Medicare takes a little time to understand. As you approach age 65, familiarize yourself with its coverage options and their costs and limitations.
Certain features of Medicare can affect health care costs and coverage. Some retirees may do okay with original Medicare (Parts A and B), others might find it lacking and decide to supplement original Medicare with Part C, Part D, or Medigap coverage. In some cases, that may mean paying more for senior health care per month than you initially figured.

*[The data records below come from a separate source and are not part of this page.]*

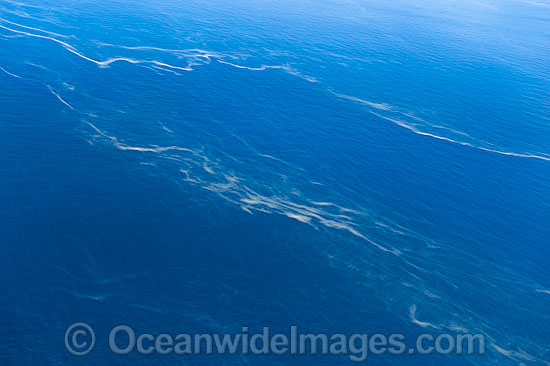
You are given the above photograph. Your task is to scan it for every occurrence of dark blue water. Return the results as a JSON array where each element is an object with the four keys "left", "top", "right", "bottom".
[{"left": 0, "top": 0, "right": 550, "bottom": 365}]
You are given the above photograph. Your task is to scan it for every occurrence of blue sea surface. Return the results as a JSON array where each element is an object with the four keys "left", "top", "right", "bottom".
[{"left": 0, "top": 0, "right": 550, "bottom": 365}]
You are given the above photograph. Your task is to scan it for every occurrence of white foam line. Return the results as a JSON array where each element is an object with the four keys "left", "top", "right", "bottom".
[
  {"left": 48, "top": 85, "right": 75, "bottom": 111},
  {"left": 85, "top": 121, "right": 196, "bottom": 154},
  {"left": 0, "top": 25, "right": 74, "bottom": 49},
  {"left": 0, "top": 18, "right": 69, "bottom": 38},
  {"left": 329, "top": 90, "right": 396, "bottom": 111},
  {"left": 96, "top": 42, "right": 221, "bottom": 58},
  {"left": 409, "top": 305, "right": 441, "bottom": 329},
  {"left": 0, "top": 25, "right": 193, "bottom": 71},
  {"left": 218, "top": 60, "right": 287, "bottom": 71},
  {"left": 336, "top": 90, "right": 550, "bottom": 161},
  {"left": 0, "top": 66, "right": 23, "bottom": 79},
  {"left": 370, "top": 111, "right": 550, "bottom": 161}
]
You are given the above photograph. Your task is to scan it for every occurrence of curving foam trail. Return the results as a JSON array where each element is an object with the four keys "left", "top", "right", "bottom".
[
  {"left": 84, "top": 121, "right": 401, "bottom": 255},
  {"left": 218, "top": 60, "right": 285, "bottom": 71},
  {"left": 329, "top": 89, "right": 550, "bottom": 161},
  {"left": 48, "top": 85, "right": 75, "bottom": 111},
  {"left": 0, "top": 18, "right": 71, "bottom": 38},
  {"left": 409, "top": 305, "right": 441, "bottom": 329},
  {"left": 0, "top": 66, "right": 23, "bottom": 79}
]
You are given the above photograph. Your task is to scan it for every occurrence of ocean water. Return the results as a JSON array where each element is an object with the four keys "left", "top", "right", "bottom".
[{"left": 0, "top": 0, "right": 550, "bottom": 365}]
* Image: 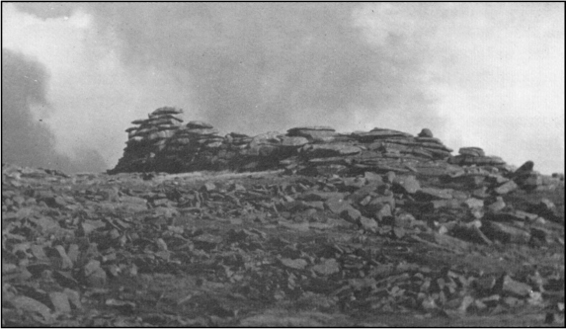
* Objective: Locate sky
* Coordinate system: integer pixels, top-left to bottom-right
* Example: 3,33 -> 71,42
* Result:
2,2 -> 565,174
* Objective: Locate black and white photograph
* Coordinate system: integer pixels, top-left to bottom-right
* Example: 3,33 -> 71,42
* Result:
1,1 -> 566,328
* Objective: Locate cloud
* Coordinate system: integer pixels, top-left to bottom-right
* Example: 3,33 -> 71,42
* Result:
3,3 -> 564,172
2,49 -> 104,172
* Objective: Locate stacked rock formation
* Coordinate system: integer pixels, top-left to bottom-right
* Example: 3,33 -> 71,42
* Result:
450,147 -> 505,166
113,107 -> 183,172
109,107 -> 505,175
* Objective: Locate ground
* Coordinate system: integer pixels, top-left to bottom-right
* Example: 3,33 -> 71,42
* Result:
2,166 -> 564,327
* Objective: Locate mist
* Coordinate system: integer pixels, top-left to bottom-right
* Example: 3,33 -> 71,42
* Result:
2,3 -> 564,173
2,49 -> 104,172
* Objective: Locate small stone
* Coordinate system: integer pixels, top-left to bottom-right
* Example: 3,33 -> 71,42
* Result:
417,128 -> 434,137
312,258 -> 340,275
515,160 -> 535,174
417,187 -> 452,200
340,207 -> 362,223
49,292 -> 71,314
360,216 -> 378,232
482,221 -> 531,244
324,194 -> 352,214
393,213 -> 415,229
458,147 -> 485,157
375,204 -> 393,222
487,196 -> 506,213
187,121 -> 214,129
383,171 -> 395,184
464,198 -> 483,209
501,275 -> 532,298
393,176 -> 421,194
494,181 -> 519,195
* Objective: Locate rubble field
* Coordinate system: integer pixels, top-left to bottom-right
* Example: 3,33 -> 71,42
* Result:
2,107 -> 564,327
2,160 -> 564,327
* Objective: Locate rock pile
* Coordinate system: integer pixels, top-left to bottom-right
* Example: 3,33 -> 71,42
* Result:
2,159 -> 564,327
114,107 -> 183,172
449,147 -> 505,167
109,108 -> 470,174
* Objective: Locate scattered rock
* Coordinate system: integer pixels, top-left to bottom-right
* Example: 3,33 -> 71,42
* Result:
494,181 -> 519,195
393,176 -> 421,194
482,221 -> 531,244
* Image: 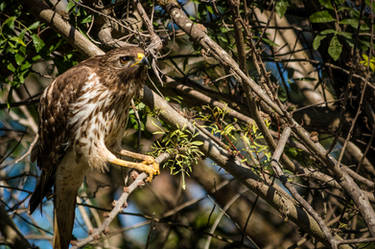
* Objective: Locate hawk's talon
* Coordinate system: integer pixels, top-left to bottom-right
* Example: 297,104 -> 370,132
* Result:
142,159 -> 160,182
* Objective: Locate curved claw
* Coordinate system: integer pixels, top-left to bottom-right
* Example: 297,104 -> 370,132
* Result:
142,156 -> 160,182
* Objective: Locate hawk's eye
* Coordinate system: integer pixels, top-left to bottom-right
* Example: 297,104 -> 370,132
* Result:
120,56 -> 133,64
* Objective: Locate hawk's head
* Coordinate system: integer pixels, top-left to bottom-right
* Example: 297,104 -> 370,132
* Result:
100,47 -> 146,79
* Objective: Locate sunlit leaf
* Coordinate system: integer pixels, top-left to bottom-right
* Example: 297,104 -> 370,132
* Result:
31,34 -> 45,52
313,35 -> 327,50
310,10 -> 335,23
328,35 -> 342,61
275,0 -> 289,17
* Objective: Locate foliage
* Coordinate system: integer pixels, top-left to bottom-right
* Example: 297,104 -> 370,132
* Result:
152,123 -> 204,189
310,0 -> 370,61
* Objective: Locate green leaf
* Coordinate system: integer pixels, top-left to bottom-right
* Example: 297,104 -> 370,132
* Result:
310,10 -> 335,23
320,29 -> 336,35
14,54 -> 25,66
0,2 -> 5,11
319,0 -> 333,10
29,21 -> 40,30
81,15 -> 92,24
340,18 -> 359,29
206,5 -> 214,14
7,62 -> 16,73
66,1 -> 76,12
9,36 -> 26,47
337,31 -> 352,39
191,141 -> 203,146
1,16 -> 16,29
328,35 -> 342,61
275,0 -> 289,18
31,54 -> 42,61
21,61 -> 31,71
313,34 -> 327,50
31,34 -> 45,52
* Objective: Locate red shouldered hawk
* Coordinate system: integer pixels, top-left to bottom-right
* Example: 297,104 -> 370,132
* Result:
29,47 -> 159,249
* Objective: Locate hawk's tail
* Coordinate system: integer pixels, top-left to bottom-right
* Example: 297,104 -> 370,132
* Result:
53,186 -> 77,249
29,172 -> 53,214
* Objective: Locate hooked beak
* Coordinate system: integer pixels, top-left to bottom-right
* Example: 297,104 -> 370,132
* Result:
131,53 -> 148,67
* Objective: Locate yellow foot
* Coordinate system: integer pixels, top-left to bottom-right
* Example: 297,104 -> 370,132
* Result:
108,156 -> 160,182
141,156 -> 160,182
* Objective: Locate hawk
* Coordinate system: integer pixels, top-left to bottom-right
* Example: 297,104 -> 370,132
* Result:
29,47 -> 159,249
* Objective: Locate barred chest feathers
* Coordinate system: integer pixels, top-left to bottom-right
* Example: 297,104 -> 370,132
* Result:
68,73 -> 140,171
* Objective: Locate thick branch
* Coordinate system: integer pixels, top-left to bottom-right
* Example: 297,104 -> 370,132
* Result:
158,0 -> 375,236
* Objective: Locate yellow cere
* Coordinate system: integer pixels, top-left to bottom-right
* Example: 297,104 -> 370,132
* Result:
130,53 -> 145,67
137,53 -> 145,62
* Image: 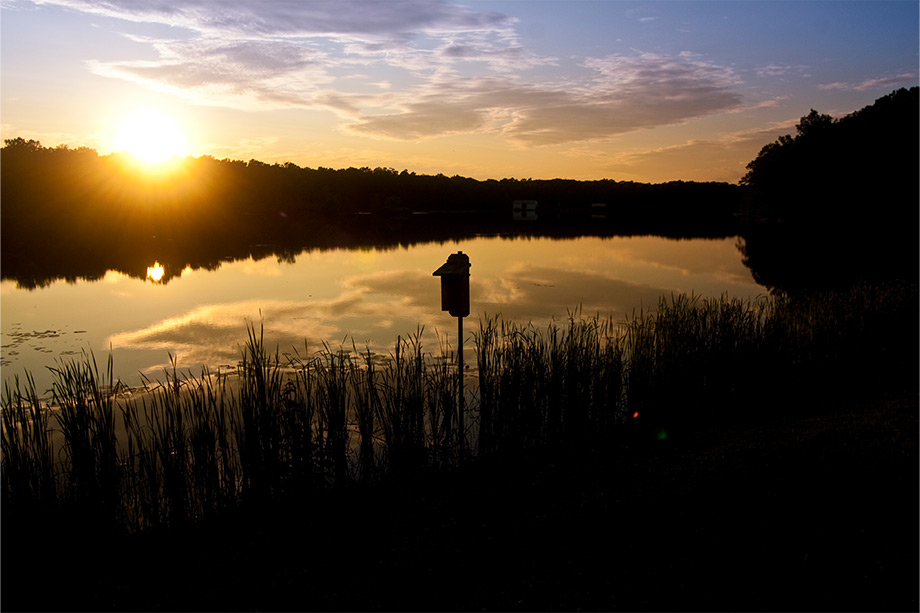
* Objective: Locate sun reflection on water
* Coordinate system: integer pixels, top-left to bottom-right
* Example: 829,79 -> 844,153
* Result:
147,262 -> 166,283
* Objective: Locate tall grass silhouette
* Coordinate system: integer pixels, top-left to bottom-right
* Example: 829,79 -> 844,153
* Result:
0,285 -> 917,532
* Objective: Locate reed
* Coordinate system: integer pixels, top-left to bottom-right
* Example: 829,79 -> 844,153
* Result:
0,285 -> 917,531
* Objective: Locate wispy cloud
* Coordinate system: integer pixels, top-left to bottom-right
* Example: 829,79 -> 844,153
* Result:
349,53 -> 741,146
32,0 -> 741,146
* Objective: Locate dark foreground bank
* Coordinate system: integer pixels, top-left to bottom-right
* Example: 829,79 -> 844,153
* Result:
2,385 -> 920,611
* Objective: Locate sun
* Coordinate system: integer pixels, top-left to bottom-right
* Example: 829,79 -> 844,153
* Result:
115,109 -> 186,166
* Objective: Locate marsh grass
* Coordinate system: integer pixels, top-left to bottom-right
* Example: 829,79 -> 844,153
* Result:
0,286 -> 917,532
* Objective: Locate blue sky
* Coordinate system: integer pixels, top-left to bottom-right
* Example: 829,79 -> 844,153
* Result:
0,0 -> 920,182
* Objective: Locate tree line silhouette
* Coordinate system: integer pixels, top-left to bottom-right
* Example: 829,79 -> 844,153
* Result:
0,87 -> 920,292
740,87 -> 920,292
0,138 -> 741,287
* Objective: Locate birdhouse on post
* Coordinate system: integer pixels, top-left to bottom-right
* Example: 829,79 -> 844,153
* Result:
431,251 -> 470,317
431,251 -> 470,461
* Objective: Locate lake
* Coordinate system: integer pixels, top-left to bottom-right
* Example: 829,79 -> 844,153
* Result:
0,236 -> 766,392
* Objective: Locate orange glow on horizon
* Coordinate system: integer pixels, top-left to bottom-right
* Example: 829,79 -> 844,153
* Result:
114,109 -> 188,172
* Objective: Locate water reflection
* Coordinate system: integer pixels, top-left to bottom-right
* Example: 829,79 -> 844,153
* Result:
2,237 -> 763,386
147,261 -> 166,283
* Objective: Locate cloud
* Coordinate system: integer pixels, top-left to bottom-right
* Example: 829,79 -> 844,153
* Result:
818,72 -> 917,91
39,0 -> 509,42
348,53 -> 741,146
36,0 -> 741,147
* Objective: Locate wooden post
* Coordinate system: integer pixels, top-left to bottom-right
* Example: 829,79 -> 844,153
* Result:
457,317 -> 466,460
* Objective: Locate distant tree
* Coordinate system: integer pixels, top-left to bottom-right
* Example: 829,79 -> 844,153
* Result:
740,87 -> 920,291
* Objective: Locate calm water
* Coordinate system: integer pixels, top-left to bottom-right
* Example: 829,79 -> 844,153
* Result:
0,237 -> 765,391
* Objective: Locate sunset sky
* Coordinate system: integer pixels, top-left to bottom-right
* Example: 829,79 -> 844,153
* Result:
0,0 -> 920,182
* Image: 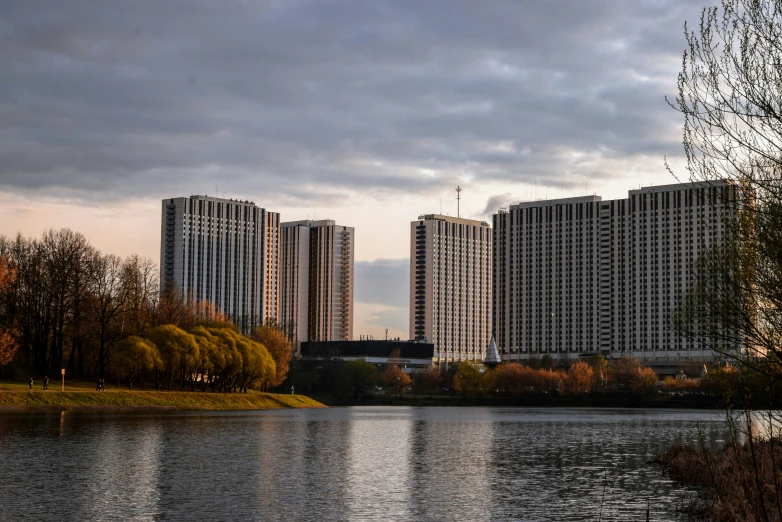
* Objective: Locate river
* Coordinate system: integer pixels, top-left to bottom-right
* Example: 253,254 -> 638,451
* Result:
0,407 -> 728,521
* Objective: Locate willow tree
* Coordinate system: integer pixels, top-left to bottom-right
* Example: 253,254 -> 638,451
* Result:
109,335 -> 163,389
147,324 -> 199,390
253,324 -> 293,388
669,0 -> 782,375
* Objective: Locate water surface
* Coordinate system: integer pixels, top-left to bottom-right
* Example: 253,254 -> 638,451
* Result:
0,407 -> 728,521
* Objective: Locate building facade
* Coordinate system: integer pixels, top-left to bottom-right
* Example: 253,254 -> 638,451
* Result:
410,214 -> 492,364
280,220 -> 355,342
160,196 -> 280,331
492,182 -> 735,363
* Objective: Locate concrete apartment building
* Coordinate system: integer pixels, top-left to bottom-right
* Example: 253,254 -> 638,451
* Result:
410,214 -> 492,364
160,196 -> 280,331
493,182 -> 736,364
279,220 -> 355,342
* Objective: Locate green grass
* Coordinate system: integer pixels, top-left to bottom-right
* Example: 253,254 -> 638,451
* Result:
0,380 -> 325,411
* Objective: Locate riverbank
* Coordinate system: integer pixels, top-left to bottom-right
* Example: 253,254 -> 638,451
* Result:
0,390 -> 326,413
654,438 -> 782,522
312,393 -> 721,410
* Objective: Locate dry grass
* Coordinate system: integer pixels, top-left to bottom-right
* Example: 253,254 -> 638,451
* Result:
0,381 -> 325,412
655,439 -> 782,522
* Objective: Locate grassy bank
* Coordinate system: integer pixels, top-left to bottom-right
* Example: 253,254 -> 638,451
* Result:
0,389 -> 324,412
313,393 -> 719,409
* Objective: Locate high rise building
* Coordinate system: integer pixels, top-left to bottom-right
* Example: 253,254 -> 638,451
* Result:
410,214 -> 492,363
493,182 -> 736,363
160,196 -> 280,331
280,220 -> 355,342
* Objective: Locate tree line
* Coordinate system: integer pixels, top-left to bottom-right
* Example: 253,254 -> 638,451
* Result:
0,229 -> 292,391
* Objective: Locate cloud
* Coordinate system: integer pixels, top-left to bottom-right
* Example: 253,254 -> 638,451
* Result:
354,259 -> 410,306
0,0 -> 702,205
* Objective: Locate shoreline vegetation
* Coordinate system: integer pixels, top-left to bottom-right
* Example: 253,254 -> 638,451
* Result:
0,390 -> 327,414
652,437 -> 782,522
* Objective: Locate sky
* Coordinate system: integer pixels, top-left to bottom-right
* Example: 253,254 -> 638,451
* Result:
0,0 -> 709,338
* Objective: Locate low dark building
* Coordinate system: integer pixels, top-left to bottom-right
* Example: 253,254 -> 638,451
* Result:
301,340 -> 434,372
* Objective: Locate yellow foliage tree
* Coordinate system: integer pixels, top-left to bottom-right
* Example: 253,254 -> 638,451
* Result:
253,324 -> 293,388
380,364 -> 412,397
109,335 -> 163,389
147,324 -> 200,390
563,361 -> 595,395
0,256 -> 19,369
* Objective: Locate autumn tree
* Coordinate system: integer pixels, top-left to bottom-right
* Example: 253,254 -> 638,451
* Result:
380,364 -> 412,397
109,335 -> 163,389
0,255 -> 19,370
345,359 -> 378,400
253,324 -> 293,388
669,0 -> 782,376
610,357 -> 658,393
147,324 -> 199,391
563,361 -> 595,395
453,362 -> 484,397
413,365 -> 443,396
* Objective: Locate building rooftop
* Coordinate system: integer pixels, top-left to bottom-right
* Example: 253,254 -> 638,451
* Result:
280,219 -> 337,228
416,214 -> 489,227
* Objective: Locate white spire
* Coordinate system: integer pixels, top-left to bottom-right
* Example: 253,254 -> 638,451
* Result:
483,335 -> 502,364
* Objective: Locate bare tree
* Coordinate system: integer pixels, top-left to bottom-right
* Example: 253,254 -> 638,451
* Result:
669,0 -> 782,373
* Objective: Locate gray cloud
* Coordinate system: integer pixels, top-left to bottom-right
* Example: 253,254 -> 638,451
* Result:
0,0 -> 702,203
354,259 -> 410,308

How much do Medicare Part A and Part B cost, and what do they cover? Part A is usually free; Part B is not. Part A is hospital insurance and covers up to 100 days of hospital care, home health care, nursing home care, and hospice care. Part B covers doctor visits, outpatient procedures, and lab work. You pay for Part B with monthly premiums, and your Part B premium is based on your income. In 2018, the basic monthly Part B premium is $134; higher-earning Medicare recipients pay more per month. You also typically shoulder 20% of Part B costs after paying the yearly deductible, which is $183 in 2018.1
The copays and deductibles linked to original Medicare can take a bite out of retirement income. In addition, original Medicare does not cover dental, vision, or hearing care, or prescription medicines, or health care services outside the U.S. It pays for no more than 100 consecutive days of skilled nursing home care. These out-of-pocket costs may lead you to look for supplemental Medicare coverage and to plan other ways of paying for long-term care.1,2
Medigap policies help Medicare recipients with some of these copays and deductibles. Sold by private companies, these health care policies will pay a share of certain out-of-pocket medical costs (i.e., costs greater than what original Medicare covers for you). You must have original Medicare coverage in place to purchase one. The Medigap policies being sold today do not offer prescription drug coverage. A monthly premium on a Medigap policy for a 65-year-old man may run from $150-250, so keep that cost range in mind if you are considering Medigap coverage.2,3
In 2020, the two most popular kinds of Medigap plans – Medigap C and Medigap F – will vanish. These plans pay the Medicare Part B deductible, and Medigap policies of that type are being phased out due to the Medicare Access and CHIP Reauthorization Act. Come 2019, you will no longer be able to enroll in them.4
Part D plans cover some (certainly not all) prescription drug expenses. Monthly premiums are averaging $33.50 this year for these standalone plans, which are offered by private insurers. Part D plans currently have yearly deductibles of less than $500.2,5
Some people choose a Part C (Medicare Advantage) plan over original Medicare. These plans, offered by private insurers and approved by Medicare, combine Part A, Part B, and usually Part D coverage and often some vision, dental, and hearing benefits. You pay an additional, minor monthly premium besides your standard Medicare premium for Part C coverage. Some Medicare Advantage plans are health maintenance organizations (HMOs); others, preferred provider organizations (PPOs).6
If you want a Part C plan, should you select an HMO or PPO? About two-thirds of Part C plan enrollees choose HMOs. There is a cost difference. In 2017, the average HMO monthly premium was $29. The average regional PPO monthly premium was $35, while the mean premium for a local PPO was $62.6
HMO plans usually restrict you to doctors within the plan network. If you are a snowbird who travels frequently, you may be out of the Part C plan’s network area for weeks or months and risk paying out-of-network medical expenses from your savings. With PPO plans, you can see out-of-network providers and see specialists without referrals from primary care physicians.6
Now, what if you retire before age 65? COBRA aside, you are looking at either arranging private health insurance coverage or going uninsured until you become eligible for Medicare. You must also factor this possible cost into your retirement planning. The earliest possible date you can arrange Medicare coverage is the first day of the month in which your birthday occurs.5
Medicare planning is integral to your retirement planning. Should you try original Medicare for a while? Should you enroll in a Part C HMO with the goal of keeping your overall out-of-pocket health care expenses lower? There is also the matter of eldercare and the potential need for interim coverage (which will not be cheap) if you retire prior to 65. Discuss these matters with the financial professional you know and trust in your next conversation.